No Man Is A Hero To His Valet

butlers and valets portrait

Long ago I was employed by a massive corporation in the business of manufacturing fabulously expensive, mediocre products that were virtually obsolete before installation had been finalized. Within this corporation was a department, enigmatically referred to as Human Resources, consisting exclusively of individuals thoroughly unqualified for meaningful employment.

One day, desperately casting about for ways to justify its existence, the HR Department announced Bring Your Daughter To Work Day. With uncharacteristic esprit de corps I chose to participate in this disingenuous exercise. My daughter, let’s call her Guadalupe, was eight at the time, and very like me.

At one point my manager; let’s call him Chumley Throckmorton, called her into his office. Chumley was a lovely man, painfully sincere, unassuming, and a subscriber to that delicious myth that it is possible, even desirable, to please everyone.

He told her to sit down in his visitor’s chair. She did.

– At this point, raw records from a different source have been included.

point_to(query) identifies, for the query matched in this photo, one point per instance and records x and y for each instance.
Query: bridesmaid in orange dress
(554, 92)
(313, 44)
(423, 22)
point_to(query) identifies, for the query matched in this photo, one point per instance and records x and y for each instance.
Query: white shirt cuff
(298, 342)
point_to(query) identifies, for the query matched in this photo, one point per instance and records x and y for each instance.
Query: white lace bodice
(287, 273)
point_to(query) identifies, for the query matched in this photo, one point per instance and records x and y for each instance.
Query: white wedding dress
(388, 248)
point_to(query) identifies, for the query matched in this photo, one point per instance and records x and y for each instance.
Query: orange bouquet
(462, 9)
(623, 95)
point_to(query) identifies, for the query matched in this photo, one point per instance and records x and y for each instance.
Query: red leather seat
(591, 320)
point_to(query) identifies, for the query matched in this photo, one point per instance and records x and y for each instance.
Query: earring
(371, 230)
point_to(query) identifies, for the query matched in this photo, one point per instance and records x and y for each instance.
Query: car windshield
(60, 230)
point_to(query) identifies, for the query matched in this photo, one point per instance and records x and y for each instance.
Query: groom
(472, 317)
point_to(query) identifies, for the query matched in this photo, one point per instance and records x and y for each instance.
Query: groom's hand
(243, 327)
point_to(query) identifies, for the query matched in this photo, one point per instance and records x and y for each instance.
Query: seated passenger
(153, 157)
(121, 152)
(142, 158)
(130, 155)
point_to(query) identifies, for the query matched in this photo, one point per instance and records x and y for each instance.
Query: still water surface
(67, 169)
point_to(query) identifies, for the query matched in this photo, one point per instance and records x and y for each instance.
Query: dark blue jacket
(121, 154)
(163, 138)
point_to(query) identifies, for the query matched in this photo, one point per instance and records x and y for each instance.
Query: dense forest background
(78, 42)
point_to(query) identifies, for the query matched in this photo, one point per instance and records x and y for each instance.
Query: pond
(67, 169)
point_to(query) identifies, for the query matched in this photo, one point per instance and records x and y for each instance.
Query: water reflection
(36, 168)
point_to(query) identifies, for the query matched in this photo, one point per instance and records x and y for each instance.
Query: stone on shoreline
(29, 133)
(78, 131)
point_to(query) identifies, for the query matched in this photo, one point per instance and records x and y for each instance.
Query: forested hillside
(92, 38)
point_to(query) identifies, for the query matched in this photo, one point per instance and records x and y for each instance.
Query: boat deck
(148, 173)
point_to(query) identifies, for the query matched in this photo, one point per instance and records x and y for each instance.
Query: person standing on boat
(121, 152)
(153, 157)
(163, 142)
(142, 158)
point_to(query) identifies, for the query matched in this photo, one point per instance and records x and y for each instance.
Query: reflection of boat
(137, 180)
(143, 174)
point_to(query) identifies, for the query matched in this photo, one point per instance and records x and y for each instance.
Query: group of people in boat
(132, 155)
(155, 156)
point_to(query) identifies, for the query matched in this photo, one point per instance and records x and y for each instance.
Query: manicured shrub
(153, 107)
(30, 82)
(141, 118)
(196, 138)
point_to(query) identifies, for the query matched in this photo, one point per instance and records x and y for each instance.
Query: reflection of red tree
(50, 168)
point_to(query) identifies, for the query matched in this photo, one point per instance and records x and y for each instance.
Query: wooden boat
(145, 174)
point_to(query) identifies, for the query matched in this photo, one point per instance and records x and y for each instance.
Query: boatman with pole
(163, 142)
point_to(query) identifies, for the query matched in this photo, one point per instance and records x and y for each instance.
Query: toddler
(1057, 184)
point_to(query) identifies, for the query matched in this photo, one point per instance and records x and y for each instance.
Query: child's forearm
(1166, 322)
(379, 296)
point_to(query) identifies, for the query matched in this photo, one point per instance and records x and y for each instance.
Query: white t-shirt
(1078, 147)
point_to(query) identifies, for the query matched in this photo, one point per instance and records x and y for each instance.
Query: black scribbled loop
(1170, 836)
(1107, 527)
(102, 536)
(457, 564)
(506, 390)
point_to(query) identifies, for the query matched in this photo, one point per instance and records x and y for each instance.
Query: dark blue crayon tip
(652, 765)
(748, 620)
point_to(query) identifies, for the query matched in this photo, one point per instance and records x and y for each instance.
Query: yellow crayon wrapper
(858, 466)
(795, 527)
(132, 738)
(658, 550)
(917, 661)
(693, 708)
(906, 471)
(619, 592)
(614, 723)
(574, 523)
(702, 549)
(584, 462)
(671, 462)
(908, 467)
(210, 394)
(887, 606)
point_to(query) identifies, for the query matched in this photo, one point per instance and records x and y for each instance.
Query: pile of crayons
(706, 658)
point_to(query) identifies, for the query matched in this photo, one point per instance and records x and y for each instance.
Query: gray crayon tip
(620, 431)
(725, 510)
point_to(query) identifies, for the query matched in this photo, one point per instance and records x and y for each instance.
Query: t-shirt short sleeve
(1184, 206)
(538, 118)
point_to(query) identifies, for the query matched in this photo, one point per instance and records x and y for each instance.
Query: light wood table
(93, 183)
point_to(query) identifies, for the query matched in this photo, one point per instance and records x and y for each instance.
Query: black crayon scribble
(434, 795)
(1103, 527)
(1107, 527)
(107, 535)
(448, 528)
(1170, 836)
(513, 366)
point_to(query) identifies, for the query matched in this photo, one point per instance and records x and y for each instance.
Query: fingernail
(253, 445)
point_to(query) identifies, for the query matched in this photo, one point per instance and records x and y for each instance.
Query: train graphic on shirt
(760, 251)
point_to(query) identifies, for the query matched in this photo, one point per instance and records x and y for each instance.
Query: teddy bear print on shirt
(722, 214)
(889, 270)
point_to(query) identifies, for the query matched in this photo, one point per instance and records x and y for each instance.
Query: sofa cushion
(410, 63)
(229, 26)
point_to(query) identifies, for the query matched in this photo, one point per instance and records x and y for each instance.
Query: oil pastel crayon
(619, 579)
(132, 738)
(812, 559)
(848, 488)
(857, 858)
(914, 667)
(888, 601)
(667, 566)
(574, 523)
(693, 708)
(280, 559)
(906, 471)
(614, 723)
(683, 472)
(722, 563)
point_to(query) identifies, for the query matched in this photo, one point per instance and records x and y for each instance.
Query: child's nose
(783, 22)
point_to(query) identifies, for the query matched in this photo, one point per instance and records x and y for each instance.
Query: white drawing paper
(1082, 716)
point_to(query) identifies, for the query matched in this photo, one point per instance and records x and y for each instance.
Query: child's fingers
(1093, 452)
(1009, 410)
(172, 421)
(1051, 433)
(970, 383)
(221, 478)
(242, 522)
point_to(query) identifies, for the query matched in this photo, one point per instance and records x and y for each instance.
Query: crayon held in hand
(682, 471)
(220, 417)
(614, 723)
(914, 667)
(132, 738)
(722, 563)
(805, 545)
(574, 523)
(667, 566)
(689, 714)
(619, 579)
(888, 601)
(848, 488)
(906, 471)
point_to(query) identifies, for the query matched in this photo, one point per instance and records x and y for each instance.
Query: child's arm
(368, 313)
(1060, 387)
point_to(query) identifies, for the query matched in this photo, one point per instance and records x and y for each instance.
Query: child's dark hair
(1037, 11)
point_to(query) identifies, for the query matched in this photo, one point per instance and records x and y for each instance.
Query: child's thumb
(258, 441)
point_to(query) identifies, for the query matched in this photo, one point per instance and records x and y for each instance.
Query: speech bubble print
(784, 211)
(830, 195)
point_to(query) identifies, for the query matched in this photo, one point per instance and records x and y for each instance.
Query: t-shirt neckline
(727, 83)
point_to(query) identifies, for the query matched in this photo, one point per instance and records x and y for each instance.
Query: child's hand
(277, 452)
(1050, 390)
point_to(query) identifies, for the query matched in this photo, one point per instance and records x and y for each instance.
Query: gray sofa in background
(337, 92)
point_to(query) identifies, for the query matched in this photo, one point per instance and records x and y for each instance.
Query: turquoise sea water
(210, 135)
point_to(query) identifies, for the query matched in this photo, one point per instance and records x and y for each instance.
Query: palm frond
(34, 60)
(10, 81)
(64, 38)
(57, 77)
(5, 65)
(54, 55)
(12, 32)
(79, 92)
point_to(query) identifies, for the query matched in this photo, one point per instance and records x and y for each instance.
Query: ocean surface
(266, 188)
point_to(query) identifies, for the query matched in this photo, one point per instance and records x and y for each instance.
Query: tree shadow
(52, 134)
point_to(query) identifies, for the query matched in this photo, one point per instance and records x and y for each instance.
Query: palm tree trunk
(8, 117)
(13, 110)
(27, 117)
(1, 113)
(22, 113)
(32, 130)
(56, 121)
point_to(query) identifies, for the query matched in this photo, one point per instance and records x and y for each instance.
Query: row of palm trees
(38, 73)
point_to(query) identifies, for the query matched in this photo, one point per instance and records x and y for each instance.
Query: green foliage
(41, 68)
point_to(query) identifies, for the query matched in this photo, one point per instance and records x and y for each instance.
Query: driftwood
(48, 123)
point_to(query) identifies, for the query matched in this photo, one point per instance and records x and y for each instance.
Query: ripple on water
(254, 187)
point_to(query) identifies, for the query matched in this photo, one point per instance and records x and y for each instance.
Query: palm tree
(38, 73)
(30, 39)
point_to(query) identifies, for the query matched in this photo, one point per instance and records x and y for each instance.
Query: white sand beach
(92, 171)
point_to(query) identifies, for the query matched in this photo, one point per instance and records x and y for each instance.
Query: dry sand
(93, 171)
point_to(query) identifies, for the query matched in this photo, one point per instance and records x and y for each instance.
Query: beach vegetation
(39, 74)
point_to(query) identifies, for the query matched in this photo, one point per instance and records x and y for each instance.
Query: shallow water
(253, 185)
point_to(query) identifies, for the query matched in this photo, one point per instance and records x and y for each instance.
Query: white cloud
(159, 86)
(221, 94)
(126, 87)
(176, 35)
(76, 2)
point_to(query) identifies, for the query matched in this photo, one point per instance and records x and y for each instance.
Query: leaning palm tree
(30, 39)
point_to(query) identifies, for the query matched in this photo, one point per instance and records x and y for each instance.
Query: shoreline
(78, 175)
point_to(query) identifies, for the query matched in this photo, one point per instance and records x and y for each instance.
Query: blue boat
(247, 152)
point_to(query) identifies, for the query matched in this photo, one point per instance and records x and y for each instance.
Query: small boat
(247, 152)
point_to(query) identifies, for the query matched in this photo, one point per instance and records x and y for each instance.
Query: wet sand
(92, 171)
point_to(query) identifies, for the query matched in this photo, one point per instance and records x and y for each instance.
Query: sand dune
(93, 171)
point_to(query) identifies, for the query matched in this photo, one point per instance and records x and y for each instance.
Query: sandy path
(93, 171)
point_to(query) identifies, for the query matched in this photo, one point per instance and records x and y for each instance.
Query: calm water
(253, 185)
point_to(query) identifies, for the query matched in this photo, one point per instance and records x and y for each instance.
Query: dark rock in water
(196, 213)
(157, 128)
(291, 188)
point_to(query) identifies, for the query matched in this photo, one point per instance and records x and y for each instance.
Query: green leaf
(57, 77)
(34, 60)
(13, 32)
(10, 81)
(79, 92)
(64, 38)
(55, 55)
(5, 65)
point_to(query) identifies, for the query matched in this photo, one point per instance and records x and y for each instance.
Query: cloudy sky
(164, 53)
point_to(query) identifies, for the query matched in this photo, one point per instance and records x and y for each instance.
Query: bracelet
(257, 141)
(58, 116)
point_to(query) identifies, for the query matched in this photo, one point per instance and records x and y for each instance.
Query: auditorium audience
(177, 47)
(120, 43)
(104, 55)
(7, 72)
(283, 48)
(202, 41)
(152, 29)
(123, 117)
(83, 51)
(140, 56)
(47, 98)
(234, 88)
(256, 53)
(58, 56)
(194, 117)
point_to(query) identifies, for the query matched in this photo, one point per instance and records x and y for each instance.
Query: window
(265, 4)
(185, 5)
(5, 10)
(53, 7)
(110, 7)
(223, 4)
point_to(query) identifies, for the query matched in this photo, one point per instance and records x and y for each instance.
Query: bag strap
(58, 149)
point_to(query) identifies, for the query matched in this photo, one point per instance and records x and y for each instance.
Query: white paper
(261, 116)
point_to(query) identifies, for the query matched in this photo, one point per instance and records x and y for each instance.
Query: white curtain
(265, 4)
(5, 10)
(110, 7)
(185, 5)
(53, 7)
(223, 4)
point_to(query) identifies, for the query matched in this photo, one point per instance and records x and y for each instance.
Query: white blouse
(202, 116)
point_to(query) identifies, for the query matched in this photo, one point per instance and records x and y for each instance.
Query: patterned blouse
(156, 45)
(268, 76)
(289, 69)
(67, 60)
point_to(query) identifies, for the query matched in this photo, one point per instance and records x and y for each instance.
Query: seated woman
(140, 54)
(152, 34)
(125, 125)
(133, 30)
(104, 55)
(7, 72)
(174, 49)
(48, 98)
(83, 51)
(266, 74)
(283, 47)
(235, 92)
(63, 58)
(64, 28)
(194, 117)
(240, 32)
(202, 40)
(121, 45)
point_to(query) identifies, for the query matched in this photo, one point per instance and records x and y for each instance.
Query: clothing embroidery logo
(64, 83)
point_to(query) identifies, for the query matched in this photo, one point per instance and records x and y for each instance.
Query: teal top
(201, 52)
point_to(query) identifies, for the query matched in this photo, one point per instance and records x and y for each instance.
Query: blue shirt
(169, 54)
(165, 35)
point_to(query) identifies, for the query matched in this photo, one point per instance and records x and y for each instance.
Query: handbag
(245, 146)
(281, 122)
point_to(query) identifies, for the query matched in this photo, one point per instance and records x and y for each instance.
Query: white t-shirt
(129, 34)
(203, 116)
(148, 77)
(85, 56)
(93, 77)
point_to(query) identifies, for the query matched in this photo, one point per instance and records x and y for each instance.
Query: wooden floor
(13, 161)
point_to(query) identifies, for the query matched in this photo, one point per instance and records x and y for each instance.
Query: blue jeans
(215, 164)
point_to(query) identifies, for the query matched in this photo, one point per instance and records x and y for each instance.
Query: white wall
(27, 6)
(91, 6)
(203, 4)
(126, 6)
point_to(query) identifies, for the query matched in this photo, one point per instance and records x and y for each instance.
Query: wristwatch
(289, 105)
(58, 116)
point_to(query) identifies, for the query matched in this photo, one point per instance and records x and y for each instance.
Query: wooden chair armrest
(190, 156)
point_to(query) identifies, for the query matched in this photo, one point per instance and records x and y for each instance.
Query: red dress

Looking at her and exuding all the gravitas he could muster Chumley said, “Guadalupe, I just want to tell you that your father is the funniest man I have ever met.”

My daughter’s legs did not reach the industrial grade carpeting on the floor of his cramped office and she swung her feet back and forth thoughtlessly, contemplating the ubiquitous baseball memorabilia.

Finally she looked Chumley square in the eye and, with a deadpan expression worthy of Buster Keaton asked, “Get out much?”